(CNSNews.com) – Education Secretary Arne Duncan said Wednesday that “cultural hesitation” makes it more difficult for some Hispanic parents to want to enroll their children in public pre-school programs because of their preference for family and friends.
Duncan’s remarks came when asked about pre-school and the Hispanic community at an event to mark the anniversary of Educare of Washington, D.C., a preschool for children from six weeks to five years old.
Educare of Washington, D.C., is part of the Educare Learning Network, which has 18 pre-schools in 12 states.
Duncan and Health and Human Services Secretary Kathleen Sebelius attended the event to urge support for President Barack Obama’s 2014 budget request to double the number of four-year-olds in pre-school nationwide from 1.1 million to 2.2 million over the next decade, the Washington Post reported.

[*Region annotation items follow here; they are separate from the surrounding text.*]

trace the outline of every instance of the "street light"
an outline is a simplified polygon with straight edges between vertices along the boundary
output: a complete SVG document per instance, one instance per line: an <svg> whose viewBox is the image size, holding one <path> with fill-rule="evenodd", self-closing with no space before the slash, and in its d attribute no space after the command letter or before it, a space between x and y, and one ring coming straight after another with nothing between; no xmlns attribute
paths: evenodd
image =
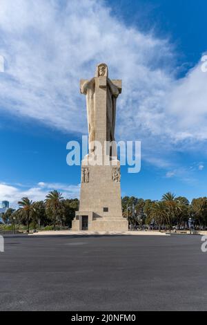
<svg viewBox="0 0 207 325"><path fill-rule="evenodd" d="M16 229L15 229L15 226L16 226L16 218L15 218L15 216L13 216L13 220L14 220L14 223L13 223L13 233L15 234L15 232L16 232Z"/></svg>

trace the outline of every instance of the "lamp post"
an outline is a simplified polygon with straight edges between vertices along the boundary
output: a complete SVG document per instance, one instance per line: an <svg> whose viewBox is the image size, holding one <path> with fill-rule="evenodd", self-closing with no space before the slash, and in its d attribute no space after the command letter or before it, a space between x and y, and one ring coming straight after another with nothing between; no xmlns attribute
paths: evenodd
<svg viewBox="0 0 207 325"><path fill-rule="evenodd" d="M16 218L15 216L13 216L13 221L14 221L14 223L13 223L13 234L15 234L16 232Z"/></svg>

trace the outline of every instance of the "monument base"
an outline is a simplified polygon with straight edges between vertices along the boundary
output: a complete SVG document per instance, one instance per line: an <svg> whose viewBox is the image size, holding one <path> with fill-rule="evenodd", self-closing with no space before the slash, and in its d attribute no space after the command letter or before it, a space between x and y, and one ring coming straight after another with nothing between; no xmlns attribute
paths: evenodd
<svg viewBox="0 0 207 325"><path fill-rule="evenodd" d="M128 221L122 216L120 163L91 166L82 161L79 211L72 223L72 230L128 230Z"/></svg>
<svg viewBox="0 0 207 325"><path fill-rule="evenodd" d="M72 230L89 230L97 232L126 232L128 221L123 217L95 217L91 212L76 212L72 221Z"/></svg>

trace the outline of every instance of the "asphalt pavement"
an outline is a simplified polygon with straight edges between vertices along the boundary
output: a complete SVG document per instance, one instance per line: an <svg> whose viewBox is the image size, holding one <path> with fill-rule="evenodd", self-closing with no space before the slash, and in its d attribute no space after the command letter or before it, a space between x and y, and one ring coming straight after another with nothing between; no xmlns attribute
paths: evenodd
<svg viewBox="0 0 207 325"><path fill-rule="evenodd" d="M5 236L1 310L207 310L201 236Z"/></svg>

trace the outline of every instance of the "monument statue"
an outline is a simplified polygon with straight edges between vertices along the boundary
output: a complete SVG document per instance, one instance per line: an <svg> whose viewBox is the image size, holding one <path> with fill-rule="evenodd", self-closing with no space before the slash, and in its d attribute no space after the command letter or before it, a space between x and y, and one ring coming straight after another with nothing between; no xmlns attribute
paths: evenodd
<svg viewBox="0 0 207 325"><path fill-rule="evenodd" d="M81 85L81 93L86 95L88 142L90 154L94 153L93 141L96 138L95 100L98 82L101 79L101 87L106 89L106 141L115 141L116 120L116 102L120 92L119 88L108 78L108 69L106 64L101 63L97 66L95 76L90 80L84 81Z"/></svg>
<svg viewBox="0 0 207 325"><path fill-rule="evenodd" d="M104 63L97 65L92 79L80 81L80 92L86 96L89 154L81 162L79 210L72 221L72 230L128 230L128 221L122 216L117 155L107 154L108 164L90 163L93 158L103 158L106 141L115 141L116 103L121 86L121 80L109 79ZM95 150L94 141L101 143L101 151Z"/></svg>

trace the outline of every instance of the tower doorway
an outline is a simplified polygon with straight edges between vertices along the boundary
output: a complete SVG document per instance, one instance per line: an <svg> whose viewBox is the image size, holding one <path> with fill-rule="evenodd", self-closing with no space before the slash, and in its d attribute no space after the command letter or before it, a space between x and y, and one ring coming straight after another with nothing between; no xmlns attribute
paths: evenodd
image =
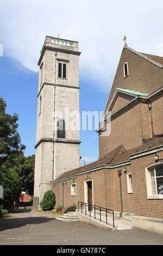
<svg viewBox="0 0 163 256"><path fill-rule="evenodd" d="M92 211L92 181L88 181L87 182L87 203L89 204L88 205L88 210Z"/></svg>

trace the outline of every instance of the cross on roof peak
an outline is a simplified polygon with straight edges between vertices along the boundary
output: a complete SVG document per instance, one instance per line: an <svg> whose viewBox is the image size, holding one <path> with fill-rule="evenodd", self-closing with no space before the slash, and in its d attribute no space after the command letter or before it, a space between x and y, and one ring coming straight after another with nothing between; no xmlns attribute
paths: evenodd
<svg viewBox="0 0 163 256"><path fill-rule="evenodd" d="M124 35L123 41L124 42L124 47L127 47L127 44L126 43L126 39L127 39L127 37L126 36L126 35Z"/></svg>

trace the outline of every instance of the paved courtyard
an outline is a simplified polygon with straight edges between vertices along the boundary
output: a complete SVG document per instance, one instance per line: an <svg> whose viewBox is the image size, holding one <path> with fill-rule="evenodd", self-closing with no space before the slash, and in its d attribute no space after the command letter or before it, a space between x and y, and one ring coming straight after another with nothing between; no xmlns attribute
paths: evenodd
<svg viewBox="0 0 163 256"><path fill-rule="evenodd" d="M110 231L82 222L61 222L57 216L15 209L0 220L0 245L156 245L163 236L136 229Z"/></svg>

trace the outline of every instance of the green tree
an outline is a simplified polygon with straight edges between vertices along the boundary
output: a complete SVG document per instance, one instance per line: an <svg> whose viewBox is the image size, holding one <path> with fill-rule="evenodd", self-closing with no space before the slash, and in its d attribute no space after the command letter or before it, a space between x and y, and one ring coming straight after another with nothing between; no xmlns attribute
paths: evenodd
<svg viewBox="0 0 163 256"><path fill-rule="evenodd" d="M49 211L54 208L55 204L55 194L52 190L48 190L40 202L41 207L43 211Z"/></svg>
<svg viewBox="0 0 163 256"><path fill-rule="evenodd" d="M3 187L3 202L16 200L21 192L17 168L23 159L26 147L17 132L18 116L6 113L7 105L0 97L0 184Z"/></svg>
<svg viewBox="0 0 163 256"><path fill-rule="evenodd" d="M17 131L18 115L6 113L6 107L5 102L0 97L0 165L10 154L16 154L26 148L21 144L21 138Z"/></svg>
<svg viewBox="0 0 163 256"><path fill-rule="evenodd" d="M30 196L34 194L35 157L35 155L24 157L18 172L22 191Z"/></svg>

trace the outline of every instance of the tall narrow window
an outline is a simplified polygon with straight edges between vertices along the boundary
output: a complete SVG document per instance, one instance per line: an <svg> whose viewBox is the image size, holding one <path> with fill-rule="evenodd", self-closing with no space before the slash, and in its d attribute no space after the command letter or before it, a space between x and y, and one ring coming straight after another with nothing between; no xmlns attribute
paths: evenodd
<svg viewBox="0 0 163 256"><path fill-rule="evenodd" d="M66 64L63 63L63 78L66 78Z"/></svg>
<svg viewBox="0 0 163 256"><path fill-rule="evenodd" d="M154 167L149 170L151 175L152 195L163 195L163 165Z"/></svg>
<svg viewBox="0 0 163 256"><path fill-rule="evenodd" d="M66 138L65 121L59 120L57 123L57 138L65 139Z"/></svg>
<svg viewBox="0 0 163 256"><path fill-rule="evenodd" d="M41 101L42 101L42 97L41 97L41 96L40 96L40 108L39 108L39 114L41 114Z"/></svg>
<svg viewBox="0 0 163 256"><path fill-rule="evenodd" d="M71 185L71 196L76 196L77 194L77 187L76 184Z"/></svg>
<svg viewBox="0 0 163 256"><path fill-rule="evenodd" d="M123 71L124 71L124 77L126 77L127 75L128 75L128 63L126 62L123 66Z"/></svg>
<svg viewBox="0 0 163 256"><path fill-rule="evenodd" d="M43 74L43 64L42 64L40 68L40 84L42 83L42 74Z"/></svg>
<svg viewBox="0 0 163 256"><path fill-rule="evenodd" d="M66 63L58 63L58 76L60 78L67 78L67 64Z"/></svg>

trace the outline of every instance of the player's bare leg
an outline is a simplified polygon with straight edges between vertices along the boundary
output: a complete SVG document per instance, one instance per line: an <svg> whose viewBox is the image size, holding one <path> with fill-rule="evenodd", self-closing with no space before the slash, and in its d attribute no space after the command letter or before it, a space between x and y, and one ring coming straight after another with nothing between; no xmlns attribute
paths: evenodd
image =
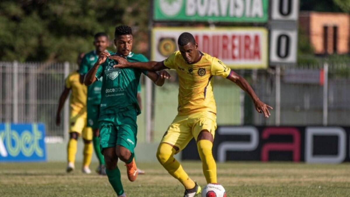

Obama is also proposing $15 million more for infants and toddlers and home visitations, according to Duncan.
“Two different challenges that I think we have to face,” Duncan said. “One that [HHS Secretary] Kathy [Sebelius] talked about is sometimes you have a cultural piece where people are scared to put their kids in more formal care and they prefer, you know, to do the grandmother, the neighbor, whatever.
“And so how we communicate very directly with families and churches and non-profits to make sure if we build it they will come, there’s some work we need to do there,” Duncan said.
Sebelius said pre-school could make Hispanic children “culturally comfortable” with entering public schools as kindergartners.
“Making sure that families are culturally comfortable with the kind of environments that they’re going to hit at a school level and that they feel welcome, know how to participate and know how to support their kids,” Sebelius said.
Duncan said work was needed on “how we challenge some of the cultural hesitation” of Hispanic parents.